Video Spotlights Need for Climate and Health Education
In the context of the growing health impacts of climate change, a new video highlights the increasingly crucial need to train clinicians and public health practitioners in how to respond to all manner of threats, from hurricanes and heatwaves to wildfire smoke, flooding, forced migration, droughts, infectious disease outbreaks, and more. The short video is part of a series called Climate and Us that explores the many ways in which a changing climate is impacting people’s health and well-being.
The new video features Cecilia Sorensen and her work as director of the Global Center for Climate and Health Education (GCCHE) at Columbia Mailman School. Sorensen is also an associate professor of environmental health sciences at Mailman and associate professor of medicine at Columbia University Irving Medical Center. The video was produced by BBC StoryWorks Commercial Productions, the commercial content division of BBC Global News, for the Global Climate & Health Alliance, of which GCCHE is a partner. In all, there are 20 videos in the series, which the Alliance selected through a competitive application process.
Launched in 2017, GCCHE was born out of meetings at the 2015 COP-21 climate conference in Paris and an earlier White House special session on the need for greater investment in the study of and planning for the health impacts of climate change. Today, the Consortium has 300 members in 60 countries who have pledged to educate their students on the health impacts of climate change. The Consortium offers its members trainings and model curricula.

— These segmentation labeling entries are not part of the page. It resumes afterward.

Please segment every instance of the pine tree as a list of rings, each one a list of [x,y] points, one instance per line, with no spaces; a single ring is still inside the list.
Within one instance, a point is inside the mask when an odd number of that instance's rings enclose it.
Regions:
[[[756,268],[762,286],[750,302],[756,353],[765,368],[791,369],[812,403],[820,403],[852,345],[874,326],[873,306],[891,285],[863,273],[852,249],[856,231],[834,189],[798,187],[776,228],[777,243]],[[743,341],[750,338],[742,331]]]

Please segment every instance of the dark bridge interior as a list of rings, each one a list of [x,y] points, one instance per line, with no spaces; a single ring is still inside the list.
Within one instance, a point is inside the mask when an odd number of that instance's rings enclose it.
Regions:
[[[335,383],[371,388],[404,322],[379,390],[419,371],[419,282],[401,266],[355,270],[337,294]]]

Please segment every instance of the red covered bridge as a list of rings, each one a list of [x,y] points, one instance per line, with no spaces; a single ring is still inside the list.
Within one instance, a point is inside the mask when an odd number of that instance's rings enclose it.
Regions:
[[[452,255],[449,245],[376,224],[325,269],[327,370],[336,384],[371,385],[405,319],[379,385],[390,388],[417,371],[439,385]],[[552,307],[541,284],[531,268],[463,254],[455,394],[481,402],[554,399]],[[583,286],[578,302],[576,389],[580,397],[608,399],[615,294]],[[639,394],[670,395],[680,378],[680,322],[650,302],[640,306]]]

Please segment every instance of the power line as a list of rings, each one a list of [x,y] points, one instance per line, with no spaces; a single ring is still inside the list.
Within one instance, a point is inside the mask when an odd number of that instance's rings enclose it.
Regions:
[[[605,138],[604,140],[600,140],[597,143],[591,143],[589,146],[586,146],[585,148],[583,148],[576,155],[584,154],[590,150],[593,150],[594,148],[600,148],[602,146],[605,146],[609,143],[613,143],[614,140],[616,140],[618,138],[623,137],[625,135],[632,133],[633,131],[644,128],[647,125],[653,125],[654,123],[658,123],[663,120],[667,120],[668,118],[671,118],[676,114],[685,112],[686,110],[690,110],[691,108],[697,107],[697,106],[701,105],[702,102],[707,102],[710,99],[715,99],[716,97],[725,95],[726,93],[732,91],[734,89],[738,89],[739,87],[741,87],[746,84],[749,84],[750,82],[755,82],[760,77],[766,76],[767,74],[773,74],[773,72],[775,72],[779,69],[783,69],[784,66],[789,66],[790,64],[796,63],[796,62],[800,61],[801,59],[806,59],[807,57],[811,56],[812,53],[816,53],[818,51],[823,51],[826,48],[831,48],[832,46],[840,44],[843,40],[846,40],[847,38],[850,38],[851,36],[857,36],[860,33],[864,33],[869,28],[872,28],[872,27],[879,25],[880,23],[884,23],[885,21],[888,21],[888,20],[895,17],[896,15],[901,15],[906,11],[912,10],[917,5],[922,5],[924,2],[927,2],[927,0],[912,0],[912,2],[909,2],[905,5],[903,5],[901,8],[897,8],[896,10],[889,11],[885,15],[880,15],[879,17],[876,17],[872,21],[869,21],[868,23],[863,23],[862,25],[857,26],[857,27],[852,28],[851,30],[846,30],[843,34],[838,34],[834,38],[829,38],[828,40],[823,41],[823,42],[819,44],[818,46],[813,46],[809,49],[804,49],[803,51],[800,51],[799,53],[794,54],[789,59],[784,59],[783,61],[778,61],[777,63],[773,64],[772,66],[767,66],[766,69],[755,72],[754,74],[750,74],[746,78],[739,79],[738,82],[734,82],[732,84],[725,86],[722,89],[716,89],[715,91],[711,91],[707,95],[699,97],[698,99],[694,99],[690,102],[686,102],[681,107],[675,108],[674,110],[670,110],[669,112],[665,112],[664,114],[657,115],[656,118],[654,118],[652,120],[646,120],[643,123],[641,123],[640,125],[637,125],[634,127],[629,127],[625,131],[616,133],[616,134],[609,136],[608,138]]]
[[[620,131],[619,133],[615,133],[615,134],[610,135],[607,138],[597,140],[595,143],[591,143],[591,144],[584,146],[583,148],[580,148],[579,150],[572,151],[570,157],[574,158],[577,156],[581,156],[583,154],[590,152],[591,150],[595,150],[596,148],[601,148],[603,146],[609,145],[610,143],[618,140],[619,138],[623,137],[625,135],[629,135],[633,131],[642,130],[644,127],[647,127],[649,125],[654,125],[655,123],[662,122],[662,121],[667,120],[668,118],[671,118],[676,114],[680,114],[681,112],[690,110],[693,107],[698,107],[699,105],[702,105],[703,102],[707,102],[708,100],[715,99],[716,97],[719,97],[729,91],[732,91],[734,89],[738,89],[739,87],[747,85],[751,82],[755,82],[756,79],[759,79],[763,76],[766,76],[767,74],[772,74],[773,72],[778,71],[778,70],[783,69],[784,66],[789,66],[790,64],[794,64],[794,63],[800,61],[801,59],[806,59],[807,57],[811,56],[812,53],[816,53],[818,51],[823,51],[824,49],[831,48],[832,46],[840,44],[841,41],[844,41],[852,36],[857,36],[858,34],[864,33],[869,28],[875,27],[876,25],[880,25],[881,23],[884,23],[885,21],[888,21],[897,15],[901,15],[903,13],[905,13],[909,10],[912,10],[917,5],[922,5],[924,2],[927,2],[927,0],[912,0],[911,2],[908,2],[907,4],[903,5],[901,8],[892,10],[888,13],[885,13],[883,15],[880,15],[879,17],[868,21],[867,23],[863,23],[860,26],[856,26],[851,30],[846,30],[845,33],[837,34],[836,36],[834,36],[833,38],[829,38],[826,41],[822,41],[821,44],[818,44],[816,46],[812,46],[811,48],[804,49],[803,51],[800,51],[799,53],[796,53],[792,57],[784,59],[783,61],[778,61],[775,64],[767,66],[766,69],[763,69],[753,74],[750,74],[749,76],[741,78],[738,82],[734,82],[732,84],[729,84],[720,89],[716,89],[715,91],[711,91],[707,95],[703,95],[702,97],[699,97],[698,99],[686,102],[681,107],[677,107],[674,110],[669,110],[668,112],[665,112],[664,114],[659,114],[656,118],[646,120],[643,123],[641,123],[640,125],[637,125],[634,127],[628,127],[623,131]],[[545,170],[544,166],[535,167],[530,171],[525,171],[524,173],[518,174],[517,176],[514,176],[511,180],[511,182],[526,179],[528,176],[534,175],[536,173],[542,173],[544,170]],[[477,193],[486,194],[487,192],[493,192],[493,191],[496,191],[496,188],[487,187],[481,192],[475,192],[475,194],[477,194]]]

In the new video, we see Sorensen teach a seminar on climate and health attended by faculty, residents, and students across the medical center. In another scene, we see clinicians training to respond to a patient with heat stroke in the Simulation Center in the Vagelos Education Center.
Research shows that any time temperatures spike we see seeing increases in morbidity as well as mortality. Breathing wildfire smoke of the kind that blanketed large sections of the country this summer is approximately 10 times worse than breathing tailpipe exhaust.
“I see [the] impacts of climate change on health nearly every day I work in the emergency room,” Sorensen says in the video. “How do we equip our health systems to be able to deal with this? It’s very difficult but it’s something we can and need to address.”
Sorensen concludes, saying, “Climate change and our health are intrinsically linked because climate change affects the air we breathe, the water we drink, the soil we grow our food in. We are only as healthy as our planet is. We as health professionals are really the first and last lines of defense, for our patients and for our communities, when it comes to the health impacts of climate change.”